By the sword they will die,
All the guilty of my people,
The ones who say:
The evil will never approach or confront us!” (Amos 9:10)
Probably the wicked Israelites are the pebbles that will remain in the sieve, where they will be killed (presumably by the Assyrians, who will soon target the Kingdom of Israel).The innocent will survive, but they will be scattered in exile. (The historical record shows that the standard practice of the Neo-Assyrian Empire, upon conquering a new land, was to deport most of its native population to distant parts of their empire, and move in people from other locations.)
The wicked Israelites believe that God will never punish them; they think God is too blind to see what they are pulling off, or too weak to do anything about it. According to Amos, God says they are wrong; when Israel is conquered, the guilty will all be killed. Only the good individuals will survive, albeit in exile.
(Historically, the so-called “Lost Tribes of Israel” were deported by the Assyrians from 734 to 715 B.C.E.. The deportees and their descendants remained scattered throughout the Neo-Assyrian Empire, never to return. But other survivors of the Assyrian conquest escaped and settled in the southern kingdom of Judah, where they assimilated with their fellows from the same ethnic group.)
Collective reward
The remainder of the haftarah promises that someday God will restore one large, unified kingdom of Israelites, as in the time of King David, and the land will produce great agricultural plenty for its people.
The final verse of both the haftarah and the book of Amos is a divine promise:
“And I will plant them on their own soil
And they will never again be uprooted
From upon their soil that I gave them,”
—says God, your God. (Amos 9:15)
When will that permanent planting happen? Amos does not say. But the happy ending of the prophecy is about collective, not individual, reward.
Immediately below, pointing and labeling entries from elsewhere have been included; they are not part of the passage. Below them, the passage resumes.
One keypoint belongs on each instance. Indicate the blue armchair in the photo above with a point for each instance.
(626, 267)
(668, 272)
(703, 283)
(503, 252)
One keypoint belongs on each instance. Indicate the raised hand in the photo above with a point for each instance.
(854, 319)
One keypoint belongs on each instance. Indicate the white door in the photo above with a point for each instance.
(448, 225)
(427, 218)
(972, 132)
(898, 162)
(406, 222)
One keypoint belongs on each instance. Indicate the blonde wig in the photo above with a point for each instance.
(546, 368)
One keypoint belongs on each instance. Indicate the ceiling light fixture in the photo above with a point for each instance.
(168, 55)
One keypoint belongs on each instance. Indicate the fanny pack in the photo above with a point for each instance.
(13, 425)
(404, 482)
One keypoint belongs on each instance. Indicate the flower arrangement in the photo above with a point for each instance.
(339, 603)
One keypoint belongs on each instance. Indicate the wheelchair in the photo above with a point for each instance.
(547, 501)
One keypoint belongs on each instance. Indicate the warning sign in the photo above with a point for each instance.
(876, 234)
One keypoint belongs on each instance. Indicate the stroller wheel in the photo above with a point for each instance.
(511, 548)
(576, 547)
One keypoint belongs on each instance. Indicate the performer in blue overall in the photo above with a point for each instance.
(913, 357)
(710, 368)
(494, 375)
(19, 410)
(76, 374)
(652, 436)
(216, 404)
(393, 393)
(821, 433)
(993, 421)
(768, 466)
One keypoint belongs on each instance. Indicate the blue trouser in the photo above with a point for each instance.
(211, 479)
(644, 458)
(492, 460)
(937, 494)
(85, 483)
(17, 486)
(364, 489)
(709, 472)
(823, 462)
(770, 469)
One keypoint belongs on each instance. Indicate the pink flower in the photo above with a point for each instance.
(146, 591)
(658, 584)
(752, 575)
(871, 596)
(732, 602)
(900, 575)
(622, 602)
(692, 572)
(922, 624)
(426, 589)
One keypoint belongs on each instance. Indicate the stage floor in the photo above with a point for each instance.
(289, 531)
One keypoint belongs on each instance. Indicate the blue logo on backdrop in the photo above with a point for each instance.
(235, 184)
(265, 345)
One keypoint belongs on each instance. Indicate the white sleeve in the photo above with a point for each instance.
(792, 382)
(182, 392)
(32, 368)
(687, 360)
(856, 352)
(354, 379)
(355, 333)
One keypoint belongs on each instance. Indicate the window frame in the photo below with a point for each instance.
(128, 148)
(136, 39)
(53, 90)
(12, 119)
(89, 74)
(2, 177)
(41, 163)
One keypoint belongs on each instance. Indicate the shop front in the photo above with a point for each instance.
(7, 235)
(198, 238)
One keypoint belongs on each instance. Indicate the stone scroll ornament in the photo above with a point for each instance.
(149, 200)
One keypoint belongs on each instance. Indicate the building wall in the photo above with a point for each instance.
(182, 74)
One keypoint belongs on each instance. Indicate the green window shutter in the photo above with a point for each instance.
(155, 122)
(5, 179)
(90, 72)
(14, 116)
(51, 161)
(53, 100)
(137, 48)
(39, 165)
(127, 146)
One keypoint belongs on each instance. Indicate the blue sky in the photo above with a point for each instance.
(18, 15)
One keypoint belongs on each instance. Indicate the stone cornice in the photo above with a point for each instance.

The religion of the ancient Israelites, with its emphasis on animal sacrifices and endorsement of war, died with the fall of the second temple in Jerusalem in 70 C.E. Over the past two millennia, the Jewish religion has shifted toward an emphasis on prayer and endorsement of the Torah passages about loving the stranger and freeing the poor from oppression.
Yet many people today, Jews and non-Jews, still believe that their own religion is the only right one, the only true religion—and therefore they and their co-religionists are God’s chosen people.
I pray that we all receive the divine inspiration that Amos (or his later editor) received, and reject the idea of a biased God who singles out one ethnic or religious group for extra benefits. God rescues lots of people and brings them to new lands. In God’s eyes, Amos reports, Israelites are the same as the Kushites.
I wish I could also pray that good individuals will have good lives, and only wicked individuals will suffer. But I am too much of a realist for that. Acts of nature (“acts of God”) affect everyone who happens to be in the vicinity. And acts of organized human groups such as nations also have a collective impact, for good or evil.
Yet as individuals, we can be good to other individuals. And we can try to be a good influence on the groups and nations we belong to.
- Amos 1:2-2:3.
- Amos 2:4-8.
- “The prophet has just represented God as saying He will destroy the offending kingdom from the face of the earth. Although it is possible that he wants to qualify this sweeping declaration, one suspects that the mitigation of the prophecy of destruction is an editorial addition—especially since this entire sentence does not scan as poetry.” (Robert Alter,The Hebrew Bible, Volume 2: Prophets, W.W. Norton & Company, New York, 2019, p. 1279.)